9. William Maxwell, So Long, See You Tomorrow (1980) (2/15/21)
I learned about this book in a New Yorker article, "The Best Books We Read in 2020." The recommendation was by Rebecca Mead, who writes brilliant profiles for that magazine. In her post she says, "I’ve been thinking about how to make literary use of memory. How might one capture the way that images or encounters lodge in the imagination and become, over time, layered with meaning?"That is precisely what this short (135 pages), exquisite book does. It is part memoir, with Maxwell, in his late 60s, thinking back to an incident—a murder/suicide, involving once close friends and infidelity—from his youth. But that sparks all sorts of other associations: his own mother's death from influenza; his difficult relationship with his father; a fleeting friendship with—as it turned out—the son of the murderer; Maxwell's own long-held feelings of guilt for not reaching out to the friend, Cletus.
But halfway through, Maxwell (who, by the way, worked for 40 years as an editor at the New Yorker, consorting with the best) turns to, not fiction exactly (though it is), but richly contextualized imagining. As he puts it in introducing this section, "If any part of the following mixture of truth and fiction strikes the reader as unconvincing, he has my permission to disregard it. I would be content to stick to the facts if there were any."
The bulk of the story takes place in about 1922, in small-town/rural Illinois. The details that Maxwell summons up, not just the sensual ones but also the emotional, are, as I said, exquisite. Every bit of his account is convincing, and deeply moving. In it, he tries to make sense of—or perhaps better, provide coherence to—lives falling apart.

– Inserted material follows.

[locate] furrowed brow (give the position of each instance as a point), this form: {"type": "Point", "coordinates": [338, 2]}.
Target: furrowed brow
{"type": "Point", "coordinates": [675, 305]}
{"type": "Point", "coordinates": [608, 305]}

He continues from the above quote:
The reader will also have to do a certain amount of imagining. He must imagine a deck of cards spread out face down on a table, and then he must turn one over, only it is not the eight of hearts or the jack of diamonds but a perfectly ordinary quarter of an hour out of Cletus's past life. But first I need to invent a dog, which doesn't take very much in the way of prestidigitation; if there were cattle there had to be a dog to help round them up. In that period—I don't know how it is now—farm dogs were usually a mixture of collie and English shepherd. The attraction between dogs and adolescent boys can, I think, be taken for granted. There is no outward sign of trouble in the family. The two farms are both on the right-hand side of the new hard road and have a common boundary line. The Wilson house [where the murder took place], with its barns and sheds, is next to the road and an eight of a mile closer to town. To get to where Cletus lives you have to drive up a narrow lane that has a gate at either end of it. When it is almost time for Cletus to come home from school the dog squeezes herself under the gates and trots off up the road to the mailboxes, where she settles down in a place that she has made for herself in the high grass with her chin resting on her four paws. These mailboxes . . . are on posts and look like wading birds.
In the very few years since my father disposed of the horse and carriage, there has been a change in the landscape. It is now like a tabletop, the trees mostly gone, the hedges uprooted in favor of barbed wire—resulting in more land under cultivation, more money in the bank, but also in a total exposure. Anyone can see what used to be reserved for the eye of the hawk as it wheeled in slow circles.
If a farm wagon or a Model T Ford goes by, the dog follows it with her eyes but she does not raise her head. She is expecting a boy on a bicycle.
The dog, as it happens, makes an excellent observer.
I flagged so many beautiful passages. Here's one from near the end, speaking of loss and neglect:
Whether they are part of home or home is part of them is not a question children are prepared to answer. Having taken away the dog, take away the kitchen—the smell of something good in the oven for dinner. Also the smell of washday, of wool drying on the wooden rack. Of ashes. Of soup simmering on the stove. Take away the patient old horse waiting by the pasture fence. Take away the chores that kept him busy from the time he got home from school until they sat down to supper. Take away the early-morning mist, the sound of crows quarreling in the treetops.
His work clothes are still hanging on a nail beside the door of his room, but nobody puts them on or takes them off. Nobody sleeps in his bed. Or reads the broken-backed copy of Tom Swift and His Flying Machine. Take that away too, while you are at it.
Take away the pitcher and bowl, both of them dry and dusty. Take away the cow barn where the cats, sitting all in a row, wait with their mouths wide open for somebody to squirt milk down their throats. Take away the horse barn too—the smell of hay and dust and horse piss and old sweat-stained leather, and the rain beating down on the plowed field beyond the open door. Take all this away and what have you done to him? In the face of a deprivation so great, what is the use of asking him to go on being the boy he was. He might as well start life over again as some other boy instead.
I know end-of-year best-of lists irk some people. But I am very glad I checked this one out, and stumbled on this gem.